The thyroid gland is a 2 inch long, butterfly shaped organ located in the front lower part of the neck. It is responsible for the production, storage and release of two main hormones called Triiodothyronine (T3) and Thyroxine (T4).
The hypothalamus and the pituitary gland in the brain is responsible for the production of T3 and T4. The hypothalamus produces a TSH releasing hormone called thyrotropin-releasing hormone (TRH) that signals the pituitary gland to produce TSH. The release of TSH by the pituitary gland regulates the production of hormones in the thyroid gland i.e., T3 and T4.
In case of low T3 and T4 levels, the pituitary gland releases more of TSH, that stimulates the thyroid hormone to produce more of T3 and T4.
In case of high T3 and T4 levels, the pituitary gland reduces the release TSH, that makes the thyroid hormone produce less of T3 and T4.

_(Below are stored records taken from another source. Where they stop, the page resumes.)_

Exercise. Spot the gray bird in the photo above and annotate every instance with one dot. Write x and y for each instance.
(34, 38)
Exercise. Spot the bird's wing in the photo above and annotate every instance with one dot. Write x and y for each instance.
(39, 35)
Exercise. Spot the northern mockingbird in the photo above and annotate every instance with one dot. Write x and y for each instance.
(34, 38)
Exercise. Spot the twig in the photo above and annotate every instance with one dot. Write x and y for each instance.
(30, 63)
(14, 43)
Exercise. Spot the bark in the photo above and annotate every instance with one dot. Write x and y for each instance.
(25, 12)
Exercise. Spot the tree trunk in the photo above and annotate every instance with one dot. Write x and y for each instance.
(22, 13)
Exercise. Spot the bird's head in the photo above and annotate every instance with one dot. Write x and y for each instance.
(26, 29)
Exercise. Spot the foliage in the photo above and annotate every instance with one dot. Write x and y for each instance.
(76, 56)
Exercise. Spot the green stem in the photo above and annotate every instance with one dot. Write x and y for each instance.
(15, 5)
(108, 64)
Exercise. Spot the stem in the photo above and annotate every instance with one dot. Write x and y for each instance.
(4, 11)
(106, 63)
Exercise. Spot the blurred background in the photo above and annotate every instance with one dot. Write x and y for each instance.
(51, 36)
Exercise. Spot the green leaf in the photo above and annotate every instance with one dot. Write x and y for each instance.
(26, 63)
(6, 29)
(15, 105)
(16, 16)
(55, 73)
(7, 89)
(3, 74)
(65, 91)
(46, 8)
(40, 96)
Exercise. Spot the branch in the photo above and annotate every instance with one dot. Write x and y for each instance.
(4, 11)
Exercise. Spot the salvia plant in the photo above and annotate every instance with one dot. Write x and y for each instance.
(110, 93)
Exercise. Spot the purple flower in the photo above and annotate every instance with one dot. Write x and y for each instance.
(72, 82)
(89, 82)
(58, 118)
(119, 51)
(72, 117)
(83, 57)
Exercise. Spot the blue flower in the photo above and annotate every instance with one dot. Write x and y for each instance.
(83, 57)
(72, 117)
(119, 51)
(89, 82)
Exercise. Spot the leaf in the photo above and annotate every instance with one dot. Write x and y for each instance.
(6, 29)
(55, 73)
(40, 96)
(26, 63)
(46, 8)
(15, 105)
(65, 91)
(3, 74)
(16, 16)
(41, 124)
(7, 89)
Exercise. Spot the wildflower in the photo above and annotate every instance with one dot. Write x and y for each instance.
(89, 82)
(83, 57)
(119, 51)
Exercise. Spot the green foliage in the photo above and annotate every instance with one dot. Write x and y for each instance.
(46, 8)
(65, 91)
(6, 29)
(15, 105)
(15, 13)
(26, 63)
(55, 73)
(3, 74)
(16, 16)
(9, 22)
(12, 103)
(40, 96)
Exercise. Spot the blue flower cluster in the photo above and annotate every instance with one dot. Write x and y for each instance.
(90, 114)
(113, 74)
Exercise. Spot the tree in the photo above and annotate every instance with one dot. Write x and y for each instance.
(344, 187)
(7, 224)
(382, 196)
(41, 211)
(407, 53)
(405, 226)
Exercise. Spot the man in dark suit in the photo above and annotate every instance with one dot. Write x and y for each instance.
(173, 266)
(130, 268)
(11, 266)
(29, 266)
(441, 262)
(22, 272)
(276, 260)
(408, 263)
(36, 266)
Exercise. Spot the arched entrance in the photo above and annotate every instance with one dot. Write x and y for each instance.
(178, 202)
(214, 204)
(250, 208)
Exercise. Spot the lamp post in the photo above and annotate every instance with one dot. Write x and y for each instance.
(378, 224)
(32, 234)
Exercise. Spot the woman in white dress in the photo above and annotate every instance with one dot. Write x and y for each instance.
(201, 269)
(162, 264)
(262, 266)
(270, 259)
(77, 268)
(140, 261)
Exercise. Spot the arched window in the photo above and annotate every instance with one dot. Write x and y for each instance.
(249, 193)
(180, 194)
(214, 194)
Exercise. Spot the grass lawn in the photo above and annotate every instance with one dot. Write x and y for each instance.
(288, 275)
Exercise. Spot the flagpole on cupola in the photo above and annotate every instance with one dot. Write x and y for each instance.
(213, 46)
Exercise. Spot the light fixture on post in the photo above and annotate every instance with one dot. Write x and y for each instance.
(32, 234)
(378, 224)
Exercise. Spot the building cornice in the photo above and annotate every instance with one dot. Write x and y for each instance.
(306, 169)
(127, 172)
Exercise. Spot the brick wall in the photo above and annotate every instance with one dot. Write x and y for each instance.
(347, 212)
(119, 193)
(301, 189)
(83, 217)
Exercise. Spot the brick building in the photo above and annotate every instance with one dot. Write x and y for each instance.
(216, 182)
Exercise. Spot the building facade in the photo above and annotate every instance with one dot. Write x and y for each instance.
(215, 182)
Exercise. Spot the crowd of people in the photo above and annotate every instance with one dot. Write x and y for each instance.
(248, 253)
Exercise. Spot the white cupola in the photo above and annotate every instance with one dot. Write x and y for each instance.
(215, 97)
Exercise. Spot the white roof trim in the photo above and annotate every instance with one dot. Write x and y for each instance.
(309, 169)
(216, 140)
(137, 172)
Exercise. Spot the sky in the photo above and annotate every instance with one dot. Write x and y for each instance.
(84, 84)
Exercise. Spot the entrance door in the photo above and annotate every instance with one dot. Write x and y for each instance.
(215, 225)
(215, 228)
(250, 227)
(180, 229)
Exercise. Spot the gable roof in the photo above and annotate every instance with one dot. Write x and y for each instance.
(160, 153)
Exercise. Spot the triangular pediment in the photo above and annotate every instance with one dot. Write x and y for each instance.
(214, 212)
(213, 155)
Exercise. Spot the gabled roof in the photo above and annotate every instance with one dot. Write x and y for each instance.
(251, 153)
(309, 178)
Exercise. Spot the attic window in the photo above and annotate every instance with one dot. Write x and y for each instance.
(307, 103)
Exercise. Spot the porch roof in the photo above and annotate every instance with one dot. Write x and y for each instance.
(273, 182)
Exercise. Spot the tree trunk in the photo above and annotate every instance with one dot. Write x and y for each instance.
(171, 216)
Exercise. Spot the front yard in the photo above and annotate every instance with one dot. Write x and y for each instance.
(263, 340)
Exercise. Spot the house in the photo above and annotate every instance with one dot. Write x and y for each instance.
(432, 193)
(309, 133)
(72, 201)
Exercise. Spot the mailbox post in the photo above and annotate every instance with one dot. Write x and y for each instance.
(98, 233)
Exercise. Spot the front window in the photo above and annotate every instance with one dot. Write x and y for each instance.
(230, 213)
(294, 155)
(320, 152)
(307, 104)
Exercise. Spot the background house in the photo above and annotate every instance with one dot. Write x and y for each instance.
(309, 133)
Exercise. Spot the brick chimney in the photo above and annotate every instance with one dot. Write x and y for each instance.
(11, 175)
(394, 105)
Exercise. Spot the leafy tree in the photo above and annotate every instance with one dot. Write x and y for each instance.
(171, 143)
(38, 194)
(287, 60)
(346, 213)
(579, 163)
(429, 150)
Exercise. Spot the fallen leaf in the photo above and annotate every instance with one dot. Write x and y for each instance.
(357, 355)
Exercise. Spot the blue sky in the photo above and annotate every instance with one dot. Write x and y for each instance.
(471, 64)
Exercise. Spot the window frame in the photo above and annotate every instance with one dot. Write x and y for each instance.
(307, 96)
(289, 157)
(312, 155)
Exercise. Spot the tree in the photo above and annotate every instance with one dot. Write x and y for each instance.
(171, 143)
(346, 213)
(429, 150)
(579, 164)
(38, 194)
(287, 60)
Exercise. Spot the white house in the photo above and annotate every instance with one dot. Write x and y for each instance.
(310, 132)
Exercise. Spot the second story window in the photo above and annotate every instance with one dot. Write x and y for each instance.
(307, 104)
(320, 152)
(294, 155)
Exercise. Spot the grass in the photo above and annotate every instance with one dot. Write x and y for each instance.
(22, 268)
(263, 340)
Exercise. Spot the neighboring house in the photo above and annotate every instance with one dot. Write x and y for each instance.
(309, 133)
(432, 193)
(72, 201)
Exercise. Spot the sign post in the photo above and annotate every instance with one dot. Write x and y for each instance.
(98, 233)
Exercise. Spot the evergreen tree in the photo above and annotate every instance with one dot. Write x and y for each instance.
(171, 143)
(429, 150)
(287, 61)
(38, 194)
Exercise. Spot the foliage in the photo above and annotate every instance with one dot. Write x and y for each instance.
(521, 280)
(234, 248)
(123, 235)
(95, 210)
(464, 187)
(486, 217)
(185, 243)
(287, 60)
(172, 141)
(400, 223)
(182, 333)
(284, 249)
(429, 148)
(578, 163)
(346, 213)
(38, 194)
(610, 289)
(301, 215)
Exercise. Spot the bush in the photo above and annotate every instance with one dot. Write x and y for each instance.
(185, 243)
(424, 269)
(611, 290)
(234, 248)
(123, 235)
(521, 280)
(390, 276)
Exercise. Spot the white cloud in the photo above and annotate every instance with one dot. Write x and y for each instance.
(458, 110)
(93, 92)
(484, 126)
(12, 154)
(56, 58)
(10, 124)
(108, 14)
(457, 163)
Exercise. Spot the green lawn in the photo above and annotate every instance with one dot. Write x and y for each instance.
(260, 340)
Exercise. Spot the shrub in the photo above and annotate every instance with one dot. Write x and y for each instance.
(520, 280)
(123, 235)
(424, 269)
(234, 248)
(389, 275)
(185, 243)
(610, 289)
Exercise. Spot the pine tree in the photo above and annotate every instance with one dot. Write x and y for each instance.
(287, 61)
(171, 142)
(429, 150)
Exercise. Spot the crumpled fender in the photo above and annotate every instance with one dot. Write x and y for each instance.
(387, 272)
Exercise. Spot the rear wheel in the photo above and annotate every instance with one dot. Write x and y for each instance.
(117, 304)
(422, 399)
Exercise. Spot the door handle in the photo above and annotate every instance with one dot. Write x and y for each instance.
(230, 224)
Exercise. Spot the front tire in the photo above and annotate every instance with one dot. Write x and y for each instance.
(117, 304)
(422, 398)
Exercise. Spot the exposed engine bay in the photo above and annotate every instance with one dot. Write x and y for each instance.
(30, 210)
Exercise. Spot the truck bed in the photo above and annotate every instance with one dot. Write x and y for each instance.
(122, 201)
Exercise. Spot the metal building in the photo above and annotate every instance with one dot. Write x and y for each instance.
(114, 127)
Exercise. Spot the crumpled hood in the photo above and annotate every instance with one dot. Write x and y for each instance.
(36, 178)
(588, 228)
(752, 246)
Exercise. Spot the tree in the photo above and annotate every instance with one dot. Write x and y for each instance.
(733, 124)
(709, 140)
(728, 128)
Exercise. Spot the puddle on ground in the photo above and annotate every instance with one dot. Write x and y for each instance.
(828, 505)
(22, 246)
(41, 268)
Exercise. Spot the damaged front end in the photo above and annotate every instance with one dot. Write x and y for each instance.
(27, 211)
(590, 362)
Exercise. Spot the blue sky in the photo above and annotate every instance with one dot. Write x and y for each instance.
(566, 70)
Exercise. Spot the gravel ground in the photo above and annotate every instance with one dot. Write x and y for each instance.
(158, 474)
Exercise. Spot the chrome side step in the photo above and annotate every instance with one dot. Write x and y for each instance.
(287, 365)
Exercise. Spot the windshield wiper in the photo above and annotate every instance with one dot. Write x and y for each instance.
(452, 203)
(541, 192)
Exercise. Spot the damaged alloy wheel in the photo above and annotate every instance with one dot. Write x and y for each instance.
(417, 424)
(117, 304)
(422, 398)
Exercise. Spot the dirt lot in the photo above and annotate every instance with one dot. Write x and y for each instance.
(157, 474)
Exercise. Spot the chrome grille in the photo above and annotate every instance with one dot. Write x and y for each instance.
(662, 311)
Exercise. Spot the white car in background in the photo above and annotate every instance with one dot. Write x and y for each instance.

The thyroid gland absorbs iodine from the blood and incorporate it into the thyroid hormones. These hormones are responsible for controlling the rate of metabolism in the body. The metabolic rate of the body influences the heart, muscle and digestive function, brain development and bone maintenance. The key to the thyroid hormone is the amount of iodine in our meal. The thyroid gland absorbs the iodine from the blood and incorporate it into the thyroid hormones.
In addition, there are other hormone-producing cells within the thyroid gland called C-cells. These cells produce calcitonin. Calcitonin plays a role in regulating calcium and phosphate levels in the blood, which is important for your bone health and maintenance.
In normal cases thyroid gland produces the exact number of hormones needed to keep the body’s metabolism running and in balance. However, there are several disorders. When the thyroid gland produces too much of T3 and T4, it leads to higher metabolism, excess weight loss, fast heart rate, high irritability/nervousness, muscle weakness and tremors, infrequent menstrual periods and sleep problems. This condition is caused by a hyperactive thyroid gland and hence is called hyperthyroidism. Whereas, when the thyroid gland produces lower amounts of T3 and T4, it leads to lower metabolism rate. Low metabolism leads to depression, weight gain, slower heart rate, fatigue, more frequent and stronger menstrual periods, forgetfulness, dry skin and hair, hoarse voice and intolerance to cold. This condition is caused by an under active thyroid gland and hence is called hypothyroidism.